Benim annem, güzel annem...

Benim annem, güzel annem...

Fotoğraf: Envato

Paylaş

Annem öldü. Tarih 22 Kasım 2016 idi. Arkasında dört çocuk bıraktı. Çocuklarından torunlarını gördü. 17'sinde ilk çocuğunu doğurdu. Adam vurdu hapse girdi. Altı yıl yatmış İnönü affıyla erken tahliye olmuş. Beni doğurmuş. Sonrasında peş peşe iki erkek kardeşimi. Babam kız çocuğunu aramış. Bulmaya ömrü yetmeyip 36 yaşında ölmüş. İstanbul Balat'a Samsun'dan göçmüşler. Bu arada Almanya'da 6 aylık göçmen işçi olmuş ve babamın zoruyla geri gelmiş. Unkapanı Cibali tütünde ve Çayırbaşı kibrit fabrikasında işçilik yaptı ve işçi emeklisi oldu.... Çocuklarının mürvetini gördü diyebilirim... 

Bir kadın düşünün 34 yaşında kocası ölmüş. 'Benim kocam, çocuklarım' diyerek saçını süpürge etmiş. Çocuklarını yetiştirme yurduna yerleştirebilmek için deli raporu almış. Evet benim annem eski bir mahpus, bir işçi ve bir büyük anne olarak hayata veda etti. 

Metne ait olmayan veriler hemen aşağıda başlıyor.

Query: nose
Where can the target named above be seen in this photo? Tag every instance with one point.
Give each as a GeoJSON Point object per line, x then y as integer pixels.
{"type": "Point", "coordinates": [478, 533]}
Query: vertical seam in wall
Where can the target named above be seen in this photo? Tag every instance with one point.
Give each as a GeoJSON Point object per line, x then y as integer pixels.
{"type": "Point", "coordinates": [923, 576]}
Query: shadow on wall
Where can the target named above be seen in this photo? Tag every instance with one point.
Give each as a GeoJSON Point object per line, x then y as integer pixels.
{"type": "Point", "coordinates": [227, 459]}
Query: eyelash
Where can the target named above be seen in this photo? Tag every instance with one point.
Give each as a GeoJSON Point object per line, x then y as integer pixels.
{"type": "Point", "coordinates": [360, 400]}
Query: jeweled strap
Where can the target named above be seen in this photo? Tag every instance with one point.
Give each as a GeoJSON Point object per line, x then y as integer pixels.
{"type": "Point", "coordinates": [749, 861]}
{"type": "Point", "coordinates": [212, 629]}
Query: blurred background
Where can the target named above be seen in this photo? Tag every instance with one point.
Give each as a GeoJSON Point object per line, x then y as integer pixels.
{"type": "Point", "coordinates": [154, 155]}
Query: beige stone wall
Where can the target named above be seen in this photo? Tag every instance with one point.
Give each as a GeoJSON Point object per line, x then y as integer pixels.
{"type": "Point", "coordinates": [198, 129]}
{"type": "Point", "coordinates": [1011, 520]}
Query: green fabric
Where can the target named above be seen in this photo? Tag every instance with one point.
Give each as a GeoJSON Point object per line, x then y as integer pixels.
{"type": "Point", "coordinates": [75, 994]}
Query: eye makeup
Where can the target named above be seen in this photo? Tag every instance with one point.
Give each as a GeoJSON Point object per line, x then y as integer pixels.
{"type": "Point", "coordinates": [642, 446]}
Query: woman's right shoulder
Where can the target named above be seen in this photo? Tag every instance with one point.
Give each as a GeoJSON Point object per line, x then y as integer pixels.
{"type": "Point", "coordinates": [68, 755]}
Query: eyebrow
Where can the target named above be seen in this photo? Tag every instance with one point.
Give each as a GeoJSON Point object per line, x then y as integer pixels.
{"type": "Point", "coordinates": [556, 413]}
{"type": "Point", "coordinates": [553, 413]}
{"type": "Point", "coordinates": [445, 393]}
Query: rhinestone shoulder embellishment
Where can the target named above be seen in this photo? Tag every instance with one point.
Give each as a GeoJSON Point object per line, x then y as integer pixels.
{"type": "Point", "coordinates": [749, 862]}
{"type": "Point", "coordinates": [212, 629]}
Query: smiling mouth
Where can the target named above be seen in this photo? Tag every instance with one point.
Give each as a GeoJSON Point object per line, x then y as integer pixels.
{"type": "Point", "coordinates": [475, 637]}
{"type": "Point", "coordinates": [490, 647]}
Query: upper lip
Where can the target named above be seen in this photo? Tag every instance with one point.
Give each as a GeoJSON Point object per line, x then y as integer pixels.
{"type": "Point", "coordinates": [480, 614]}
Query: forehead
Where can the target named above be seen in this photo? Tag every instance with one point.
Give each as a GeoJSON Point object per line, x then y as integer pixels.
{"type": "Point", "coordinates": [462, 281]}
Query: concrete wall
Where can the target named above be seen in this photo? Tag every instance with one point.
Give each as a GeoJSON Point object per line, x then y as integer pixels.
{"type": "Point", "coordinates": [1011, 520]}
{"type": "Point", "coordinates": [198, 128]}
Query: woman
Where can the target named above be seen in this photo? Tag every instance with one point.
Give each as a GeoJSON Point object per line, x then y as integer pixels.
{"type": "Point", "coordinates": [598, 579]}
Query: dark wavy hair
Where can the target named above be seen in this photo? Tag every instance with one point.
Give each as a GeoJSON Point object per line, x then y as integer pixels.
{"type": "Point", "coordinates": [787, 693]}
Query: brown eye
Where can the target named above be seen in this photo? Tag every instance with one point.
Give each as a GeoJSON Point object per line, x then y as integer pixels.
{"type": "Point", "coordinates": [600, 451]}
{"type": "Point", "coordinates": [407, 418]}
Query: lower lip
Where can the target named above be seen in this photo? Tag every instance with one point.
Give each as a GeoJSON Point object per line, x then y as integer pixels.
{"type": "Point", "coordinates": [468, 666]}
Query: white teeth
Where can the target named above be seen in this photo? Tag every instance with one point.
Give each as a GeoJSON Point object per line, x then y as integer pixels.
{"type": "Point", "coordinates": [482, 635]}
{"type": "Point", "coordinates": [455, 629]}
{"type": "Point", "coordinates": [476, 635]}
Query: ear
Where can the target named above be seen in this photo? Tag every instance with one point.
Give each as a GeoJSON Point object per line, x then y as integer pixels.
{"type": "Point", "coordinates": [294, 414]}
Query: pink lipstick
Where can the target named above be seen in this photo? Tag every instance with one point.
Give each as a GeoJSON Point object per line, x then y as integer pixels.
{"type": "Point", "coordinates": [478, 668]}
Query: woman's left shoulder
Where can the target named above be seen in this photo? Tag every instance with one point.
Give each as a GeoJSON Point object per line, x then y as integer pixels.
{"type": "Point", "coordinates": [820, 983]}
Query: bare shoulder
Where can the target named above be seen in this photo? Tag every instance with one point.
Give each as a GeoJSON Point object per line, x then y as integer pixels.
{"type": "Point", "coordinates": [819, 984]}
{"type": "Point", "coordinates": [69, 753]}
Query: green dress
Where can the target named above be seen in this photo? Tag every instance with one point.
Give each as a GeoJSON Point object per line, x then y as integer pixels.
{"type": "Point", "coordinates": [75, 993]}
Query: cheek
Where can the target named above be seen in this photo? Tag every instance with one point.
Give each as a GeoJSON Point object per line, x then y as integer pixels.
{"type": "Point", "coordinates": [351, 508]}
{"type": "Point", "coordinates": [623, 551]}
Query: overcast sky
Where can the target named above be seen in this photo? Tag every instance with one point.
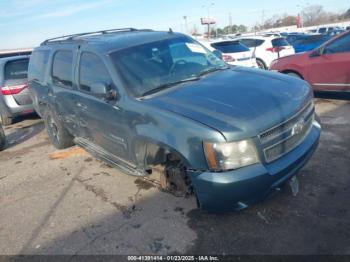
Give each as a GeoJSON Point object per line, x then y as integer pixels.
{"type": "Point", "coordinates": [26, 23]}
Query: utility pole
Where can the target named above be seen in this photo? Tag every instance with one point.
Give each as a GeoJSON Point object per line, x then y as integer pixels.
{"type": "Point", "coordinates": [230, 23]}
{"type": "Point", "coordinates": [186, 28]}
{"type": "Point", "coordinates": [208, 16]}
{"type": "Point", "coordinates": [262, 17]}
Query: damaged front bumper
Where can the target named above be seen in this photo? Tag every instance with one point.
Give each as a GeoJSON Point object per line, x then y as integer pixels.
{"type": "Point", "coordinates": [237, 189]}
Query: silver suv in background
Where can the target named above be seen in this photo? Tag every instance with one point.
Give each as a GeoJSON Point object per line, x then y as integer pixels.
{"type": "Point", "coordinates": [14, 94]}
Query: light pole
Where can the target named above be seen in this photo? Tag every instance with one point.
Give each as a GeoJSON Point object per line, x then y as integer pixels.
{"type": "Point", "coordinates": [186, 28]}
{"type": "Point", "coordinates": [208, 15]}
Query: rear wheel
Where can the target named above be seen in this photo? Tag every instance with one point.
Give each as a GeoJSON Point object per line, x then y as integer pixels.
{"type": "Point", "coordinates": [261, 64]}
{"type": "Point", "coordinates": [58, 134]}
{"type": "Point", "coordinates": [6, 121]}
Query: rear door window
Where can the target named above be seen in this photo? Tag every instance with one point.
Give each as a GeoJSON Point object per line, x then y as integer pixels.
{"type": "Point", "coordinates": [277, 42]}
{"type": "Point", "coordinates": [230, 47]}
{"type": "Point", "coordinates": [37, 65]}
{"type": "Point", "coordinates": [16, 69]}
{"type": "Point", "coordinates": [92, 70]}
{"type": "Point", "coordinates": [62, 69]}
{"type": "Point", "coordinates": [339, 45]}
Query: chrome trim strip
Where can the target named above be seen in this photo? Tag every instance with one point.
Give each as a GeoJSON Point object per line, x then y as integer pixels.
{"type": "Point", "coordinates": [290, 149]}
{"type": "Point", "coordinates": [331, 84]}
{"type": "Point", "coordinates": [289, 119]}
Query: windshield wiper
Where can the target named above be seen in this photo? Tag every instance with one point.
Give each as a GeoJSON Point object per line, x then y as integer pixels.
{"type": "Point", "coordinates": [211, 70]}
{"type": "Point", "coordinates": [167, 85]}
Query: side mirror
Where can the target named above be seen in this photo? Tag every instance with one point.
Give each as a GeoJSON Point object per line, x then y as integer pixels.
{"type": "Point", "coordinates": [102, 90]}
{"type": "Point", "coordinates": [217, 53]}
{"type": "Point", "coordinates": [317, 52]}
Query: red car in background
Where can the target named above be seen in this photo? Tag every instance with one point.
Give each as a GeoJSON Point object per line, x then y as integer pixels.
{"type": "Point", "coordinates": [326, 68]}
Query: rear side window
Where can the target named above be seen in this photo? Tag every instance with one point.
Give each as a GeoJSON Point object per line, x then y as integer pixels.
{"type": "Point", "coordinates": [62, 69]}
{"type": "Point", "coordinates": [37, 65]}
{"type": "Point", "coordinates": [230, 47]}
{"type": "Point", "coordinates": [279, 42]}
{"type": "Point", "coordinates": [339, 45]}
{"type": "Point", "coordinates": [92, 70]}
{"type": "Point", "coordinates": [16, 69]}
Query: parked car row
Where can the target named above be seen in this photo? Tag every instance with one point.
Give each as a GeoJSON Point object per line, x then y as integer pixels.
{"type": "Point", "coordinates": [326, 68]}
{"type": "Point", "coordinates": [161, 105]}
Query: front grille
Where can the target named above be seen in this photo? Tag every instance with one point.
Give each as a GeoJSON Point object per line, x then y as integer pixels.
{"type": "Point", "coordinates": [283, 138]}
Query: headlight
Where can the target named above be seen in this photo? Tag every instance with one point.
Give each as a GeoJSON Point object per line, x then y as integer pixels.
{"type": "Point", "coordinates": [232, 155]}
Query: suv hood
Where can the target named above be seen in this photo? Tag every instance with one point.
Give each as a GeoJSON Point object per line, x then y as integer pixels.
{"type": "Point", "coordinates": [238, 102]}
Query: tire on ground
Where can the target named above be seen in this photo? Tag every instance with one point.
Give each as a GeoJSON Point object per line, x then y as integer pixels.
{"type": "Point", "coordinates": [58, 134]}
{"type": "Point", "coordinates": [5, 121]}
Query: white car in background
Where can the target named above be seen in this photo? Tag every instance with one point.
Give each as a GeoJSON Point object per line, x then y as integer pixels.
{"type": "Point", "coordinates": [267, 48]}
{"type": "Point", "coordinates": [233, 52]}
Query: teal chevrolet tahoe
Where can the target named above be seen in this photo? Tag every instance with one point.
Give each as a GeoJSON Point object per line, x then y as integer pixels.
{"type": "Point", "coordinates": [161, 106]}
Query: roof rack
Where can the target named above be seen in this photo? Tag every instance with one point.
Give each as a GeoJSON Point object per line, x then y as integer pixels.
{"type": "Point", "coordinates": [75, 36]}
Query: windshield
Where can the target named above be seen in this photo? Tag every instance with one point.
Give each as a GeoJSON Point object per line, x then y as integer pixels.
{"type": "Point", "coordinates": [163, 63]}
{"type": "Point", "coordinates": [230, 47]}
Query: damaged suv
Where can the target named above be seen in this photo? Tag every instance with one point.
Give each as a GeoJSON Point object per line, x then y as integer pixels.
{"type": "Point", "coordinates": [161, 106]}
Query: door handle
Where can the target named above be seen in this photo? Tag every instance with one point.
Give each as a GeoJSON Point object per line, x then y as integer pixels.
{"type": "Point", "coordinates": [50, 93]}
{"type": "Point", "coordinates": [80, 105]}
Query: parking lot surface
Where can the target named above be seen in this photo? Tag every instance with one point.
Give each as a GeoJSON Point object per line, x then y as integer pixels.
{"type": "Point", "coordinates": [54, 202]}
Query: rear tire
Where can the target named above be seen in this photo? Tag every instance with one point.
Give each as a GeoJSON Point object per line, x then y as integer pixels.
{"type": "Point", "coordinates": [58, 134]}
{"type": "Point", "coordinates": [6, 121]}
{"type": "Point", "coordinates": [261, 64]}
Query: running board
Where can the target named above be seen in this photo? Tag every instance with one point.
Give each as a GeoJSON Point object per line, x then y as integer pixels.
{"type": "Point", "coordinates": [113, 160]}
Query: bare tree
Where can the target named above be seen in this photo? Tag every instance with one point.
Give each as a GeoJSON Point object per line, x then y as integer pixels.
{"type": "Point", "coordinates": [315, 15]}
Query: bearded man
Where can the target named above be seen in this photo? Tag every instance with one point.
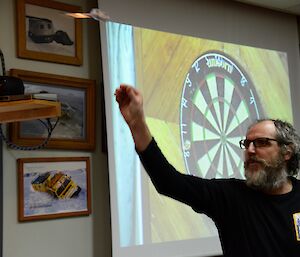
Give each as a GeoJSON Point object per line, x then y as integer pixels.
{"type": "Point", "coordinates": [256, 217]}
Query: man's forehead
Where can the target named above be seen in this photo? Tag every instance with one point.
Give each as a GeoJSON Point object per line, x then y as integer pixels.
{"type": "Point", "coordinates": [266, 128]}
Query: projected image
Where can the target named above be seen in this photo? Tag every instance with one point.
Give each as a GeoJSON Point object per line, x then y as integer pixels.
{"type": "Point", "coordinates": [200, 96]}
{"type": "Point", "coordinates": [217, 104]}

Yıllarca Sarıyer Çayırbaşı'da yaşamış ve hepimiz mahalleden ayrıldığımız halde o ayrılmamış tek başına bir gecekonduda yıllarca yaşamıştı. Hastalıkları başlayınca ablamın yanında Çayırbaşı'ya uzak bir İstanbul köşesinde hayatına devam etti. Ama gönlü Çayırbaşı'daydı. Komşuları ya da kardeşleriyle sürekli görüşüyor arıyor soruyordu. Biz de cenazesini Çayırbaşı'ya mahalleye götürdük helallik aldık ve oradaki camiden Çayırbaşı'daki mezarlığa defnettik... 

Herkesin annesi güzeldir. Benim annem de güzeldi. Hayatı yaşam mücadelesiyle geçti. Kimliğine göre 80 yaşındaydı ama 14'ünde evlenince yaşı üç yaş büyütülmüştü. Anlayacağınız hikaye uzun, anlatırım bir ara... Bu dünyadan bizi yetiştiren bir büyük kadın geçti. Adı Mürüvet Yaman'dı.